Woody Allen’s ‘Midnight in Paris’

For more than 30 years I’ve seen nearly every new Woody Allen film, even the ones he’s made since 2000, not all of which were screened in the UK:


These make up a rather mixed bag, and have not all been that popular. I’ve imported Region 1 DVDs of some, so I suppose I’m one of a rather small number of Britons who have seen Hollywood Ending. I can remember watching a showing of Whatever Works a couple of years ago, sat in an audience of three (and one of them was Mrs WI). And I have to admit that the films set in London, Match Point, Scoop, Cassandra's Dream and You Will Meet a Tall Dark Stranger were variable to put it kindly, and at times embarrassingly bad. Match Point had its moments but Cassandra’s Dream was probably one of his worst. You Will Meet a Tall Dark Stranger struck me as a New York story transported to London. The London films are oddly cast, and Allen often seems to have a wooden ear for English as it’s spoken in England.

On the other hand, if I were a New Yorker I might find Allen’s preoccupation with the wealthy West Side milieu of Melinda and Melinda a bit tiresome. However I’m not, and although Midnight in Paris centres around some rich Americans, Allen doesn’t show them in a very flattering light anyway. Midnight in Paris is a romantic comedy about a would be novelist, a well-judged Woody alter ego played by Owen Wilson, time travelling from Paris in 2010 to mix with the avant-garde in Paris in the 1920s. Time travellers in the movies go down a well-trodden path, but the usual tropes of things yet to come (tranquillisers) and of knowledge of the future (suggesting the plot of El ángel exterminador (The Exterminating Angel) to Buñuel about 40 years prematurely) are kept under control. Carla Bruni puts in a better performance as a guide in the Musée Rodin than might have been expected from press reports at the time of shooting – ‘Carla Bruni-Sarkozy took 35 takes in Woody Allen scene’, ‘Bruni takes 5 hours to get simple bread scene right’ – and the boulangerie scene, if it ever existed, didn’t make the final cut. The art department did a convincing job with Gertrude Stein’s art collection. As far as I could tell, but I’m not an expert, there weren’t any anomalies in the succession of cute meets with the literary and artistic giants who were in Paris in the Twenties – Hemingway could have compared Picasso with Miró, Buñuel did work with Dali, Man Ray was there while Lee Miller was still in New York.  Attending this exhibition, currently in Paris, would be informative.

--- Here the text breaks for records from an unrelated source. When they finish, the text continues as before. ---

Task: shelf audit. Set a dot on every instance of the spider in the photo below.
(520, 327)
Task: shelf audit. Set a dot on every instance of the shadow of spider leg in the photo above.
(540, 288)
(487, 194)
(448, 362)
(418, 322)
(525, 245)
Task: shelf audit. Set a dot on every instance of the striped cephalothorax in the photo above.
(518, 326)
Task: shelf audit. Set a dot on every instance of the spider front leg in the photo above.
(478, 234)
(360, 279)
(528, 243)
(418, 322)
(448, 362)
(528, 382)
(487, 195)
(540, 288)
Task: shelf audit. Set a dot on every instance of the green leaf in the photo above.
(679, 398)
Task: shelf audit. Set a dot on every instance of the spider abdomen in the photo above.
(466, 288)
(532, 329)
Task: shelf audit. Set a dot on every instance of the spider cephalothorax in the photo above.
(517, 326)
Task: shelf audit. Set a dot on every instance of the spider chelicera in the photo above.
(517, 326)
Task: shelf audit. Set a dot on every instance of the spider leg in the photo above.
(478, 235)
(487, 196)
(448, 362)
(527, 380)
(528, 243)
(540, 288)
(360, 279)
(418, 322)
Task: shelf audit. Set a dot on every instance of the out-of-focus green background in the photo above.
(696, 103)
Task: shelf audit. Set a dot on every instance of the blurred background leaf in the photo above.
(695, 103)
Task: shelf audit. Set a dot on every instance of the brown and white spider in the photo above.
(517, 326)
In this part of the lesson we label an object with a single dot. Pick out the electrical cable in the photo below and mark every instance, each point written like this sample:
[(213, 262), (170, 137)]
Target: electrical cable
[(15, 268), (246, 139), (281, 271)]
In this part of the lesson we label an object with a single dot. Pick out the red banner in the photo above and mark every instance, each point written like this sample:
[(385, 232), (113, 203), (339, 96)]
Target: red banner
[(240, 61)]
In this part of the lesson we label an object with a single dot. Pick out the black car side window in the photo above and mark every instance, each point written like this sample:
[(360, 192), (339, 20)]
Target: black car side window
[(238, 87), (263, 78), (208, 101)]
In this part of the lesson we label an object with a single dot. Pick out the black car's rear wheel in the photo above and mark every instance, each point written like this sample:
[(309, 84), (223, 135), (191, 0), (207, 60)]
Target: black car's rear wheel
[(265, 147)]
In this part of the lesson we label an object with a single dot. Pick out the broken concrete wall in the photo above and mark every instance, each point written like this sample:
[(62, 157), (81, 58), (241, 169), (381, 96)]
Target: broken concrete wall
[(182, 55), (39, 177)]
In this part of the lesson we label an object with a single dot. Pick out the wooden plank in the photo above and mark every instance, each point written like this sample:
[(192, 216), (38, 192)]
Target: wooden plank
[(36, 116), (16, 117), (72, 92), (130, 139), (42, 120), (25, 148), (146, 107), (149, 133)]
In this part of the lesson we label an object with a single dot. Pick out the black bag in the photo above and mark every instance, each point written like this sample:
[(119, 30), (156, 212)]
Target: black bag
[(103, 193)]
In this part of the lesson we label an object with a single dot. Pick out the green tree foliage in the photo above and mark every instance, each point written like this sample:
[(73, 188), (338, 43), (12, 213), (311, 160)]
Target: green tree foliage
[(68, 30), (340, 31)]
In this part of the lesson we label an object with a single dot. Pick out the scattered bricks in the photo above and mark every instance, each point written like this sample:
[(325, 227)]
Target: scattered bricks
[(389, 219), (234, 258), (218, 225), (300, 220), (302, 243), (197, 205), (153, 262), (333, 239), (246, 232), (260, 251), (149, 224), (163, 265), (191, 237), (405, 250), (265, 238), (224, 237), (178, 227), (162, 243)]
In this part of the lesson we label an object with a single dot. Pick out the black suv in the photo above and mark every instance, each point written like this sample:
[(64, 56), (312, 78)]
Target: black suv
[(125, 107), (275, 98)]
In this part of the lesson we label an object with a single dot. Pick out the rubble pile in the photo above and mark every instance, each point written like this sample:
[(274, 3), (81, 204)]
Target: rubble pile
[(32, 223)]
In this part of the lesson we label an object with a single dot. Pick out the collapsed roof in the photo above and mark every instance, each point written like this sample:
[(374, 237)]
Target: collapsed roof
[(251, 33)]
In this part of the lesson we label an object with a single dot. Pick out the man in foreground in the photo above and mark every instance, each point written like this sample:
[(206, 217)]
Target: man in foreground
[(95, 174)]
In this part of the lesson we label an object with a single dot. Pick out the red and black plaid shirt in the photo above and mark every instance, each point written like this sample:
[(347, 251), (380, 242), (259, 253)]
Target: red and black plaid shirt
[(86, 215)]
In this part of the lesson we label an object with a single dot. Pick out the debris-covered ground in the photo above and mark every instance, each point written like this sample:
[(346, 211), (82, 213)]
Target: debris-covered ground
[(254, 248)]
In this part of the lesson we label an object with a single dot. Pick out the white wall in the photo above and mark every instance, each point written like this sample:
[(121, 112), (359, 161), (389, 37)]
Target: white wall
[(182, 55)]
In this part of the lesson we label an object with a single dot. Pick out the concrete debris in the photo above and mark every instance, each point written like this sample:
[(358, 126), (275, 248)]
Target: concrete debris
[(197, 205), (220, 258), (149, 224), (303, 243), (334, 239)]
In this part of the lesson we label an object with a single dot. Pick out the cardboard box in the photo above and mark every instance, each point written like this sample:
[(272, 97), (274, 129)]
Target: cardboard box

So, definitely worth seeing and more fun than Vicky Cristina Barcelona; I hope Nero Fiddled (formerly Bop Decameron), set in Rome, will be as good, but we will find out next year.

CORRECTION 24 OCTOBER

I originally and erroneously stated:
suggesting the plot of Le charme discret de la bourgeoisie to Buñuel about 50 years prematurely
which was quite wrong, and thanks to a much wiser blogger, have put it right.  The Discreet Charm ... was about people who couldn't ever get to dine together, not about diners who couldn't get away!


UPDATE 3 DECEMBER

I should have pointed out that Hemingway was played by Tom Hiddleston who appeared in Joanna Hogg’s Archipelago and Unrelated. In contrast to the troubled young men of those films, his Hemingway had the approachable self-assurance that we are getting used to coming from other modern old Etonians like David Cameron. A profile of Hiddleston by Xan Brooks appeared in the Guardian recently for the launch of The Deep Blue Sea.